Faire enlever un tatouage n'est pas une mince affaire. Le processus est plus long, plus douloureux et plus coûteux que le tatouage. Quant aux moyens utilisés, ils peuvent être discutables, voire parfois carrément dangereux. Voici ce qu'il faut savoir avant de confier sa peau au premier venu.

La vigilance s'impose

De nombreuses options de détatouage s'offrent aux consommateurs, mais sont-elles toutes recommandables ? Non, répondent des spécialistes qui plaident pour un meilleur encadrement de la pratique. En attendant qu'on se penche sur la question, des victimes doivent vivre avec les stigmates laissés par un mauvais traitement.

On compte aujourd'hui plus de tatoués que de fumeurs au Canada : 22 % de la population est porteuse d'encre, selon un sondage réalisé en 2012 par Ipsos Reid, contre 15 % de fumeurs*.

« Le tatouage est un signe distinctif de l'apparence actuelle. Il fait maintenant partie d'un mode de vie où s'exprime un désir de non-conformité qui est devenu la norme », fait remarquer Mariette Julien, professeure à l'École des sciences de la gestion de l'UQAM et spécialiste de l'image corporelle.

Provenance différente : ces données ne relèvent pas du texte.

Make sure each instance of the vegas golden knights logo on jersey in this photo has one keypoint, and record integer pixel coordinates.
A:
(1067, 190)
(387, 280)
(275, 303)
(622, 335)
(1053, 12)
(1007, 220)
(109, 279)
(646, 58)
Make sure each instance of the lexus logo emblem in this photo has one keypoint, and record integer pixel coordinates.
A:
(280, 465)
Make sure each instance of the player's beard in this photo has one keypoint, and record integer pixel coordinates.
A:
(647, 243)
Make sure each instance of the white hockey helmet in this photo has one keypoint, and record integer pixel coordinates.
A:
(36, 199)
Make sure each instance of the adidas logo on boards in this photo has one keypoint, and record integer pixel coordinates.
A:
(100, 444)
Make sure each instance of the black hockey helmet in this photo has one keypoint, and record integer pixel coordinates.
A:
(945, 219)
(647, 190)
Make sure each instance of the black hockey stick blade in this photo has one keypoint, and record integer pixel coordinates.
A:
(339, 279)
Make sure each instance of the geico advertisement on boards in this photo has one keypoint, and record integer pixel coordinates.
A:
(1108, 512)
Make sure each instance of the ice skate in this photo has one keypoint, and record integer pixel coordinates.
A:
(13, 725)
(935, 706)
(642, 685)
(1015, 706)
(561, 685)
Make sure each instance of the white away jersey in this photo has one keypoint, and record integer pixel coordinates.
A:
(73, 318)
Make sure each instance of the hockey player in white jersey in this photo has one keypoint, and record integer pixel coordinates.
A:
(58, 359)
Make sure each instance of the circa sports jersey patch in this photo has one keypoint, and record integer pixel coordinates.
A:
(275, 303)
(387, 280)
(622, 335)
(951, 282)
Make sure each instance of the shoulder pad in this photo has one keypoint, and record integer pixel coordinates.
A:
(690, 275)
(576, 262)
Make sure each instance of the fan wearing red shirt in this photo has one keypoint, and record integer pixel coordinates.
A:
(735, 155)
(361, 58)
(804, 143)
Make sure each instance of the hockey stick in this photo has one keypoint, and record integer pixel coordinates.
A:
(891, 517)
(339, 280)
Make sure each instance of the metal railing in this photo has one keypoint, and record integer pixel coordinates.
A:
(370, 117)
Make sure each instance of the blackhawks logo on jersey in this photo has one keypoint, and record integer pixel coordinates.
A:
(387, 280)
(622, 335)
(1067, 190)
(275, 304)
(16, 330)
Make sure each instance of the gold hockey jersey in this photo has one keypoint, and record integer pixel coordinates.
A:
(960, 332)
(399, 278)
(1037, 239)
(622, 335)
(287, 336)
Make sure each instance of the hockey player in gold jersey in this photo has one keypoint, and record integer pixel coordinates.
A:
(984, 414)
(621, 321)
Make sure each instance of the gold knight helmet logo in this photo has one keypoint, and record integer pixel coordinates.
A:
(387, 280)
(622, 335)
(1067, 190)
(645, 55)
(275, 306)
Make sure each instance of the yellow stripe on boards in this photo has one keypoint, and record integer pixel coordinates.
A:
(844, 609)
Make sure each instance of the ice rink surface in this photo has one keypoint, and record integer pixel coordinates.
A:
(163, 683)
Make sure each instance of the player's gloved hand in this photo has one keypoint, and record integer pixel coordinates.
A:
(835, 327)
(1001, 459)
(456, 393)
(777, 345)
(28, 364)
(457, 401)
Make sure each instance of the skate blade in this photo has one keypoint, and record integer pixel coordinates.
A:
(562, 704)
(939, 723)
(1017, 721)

Cet engouement pour le tatouage a fait naître une demande pour son contraire : un nombre de plus en plus important de personnes consulte pour effacer les traces d'un tatouage, que ce soit parce qu'il a été mal exécuté, parce qu'elles ne l'aiment plus, ou parce qu'elles veulent rompre avec le passé, comme ce cas classique de l'ex-amoureux dont on souhaite effacer le souvenir. Un tatoué sur dix regretterait son tatouage, selon la firme Ipsos Reid.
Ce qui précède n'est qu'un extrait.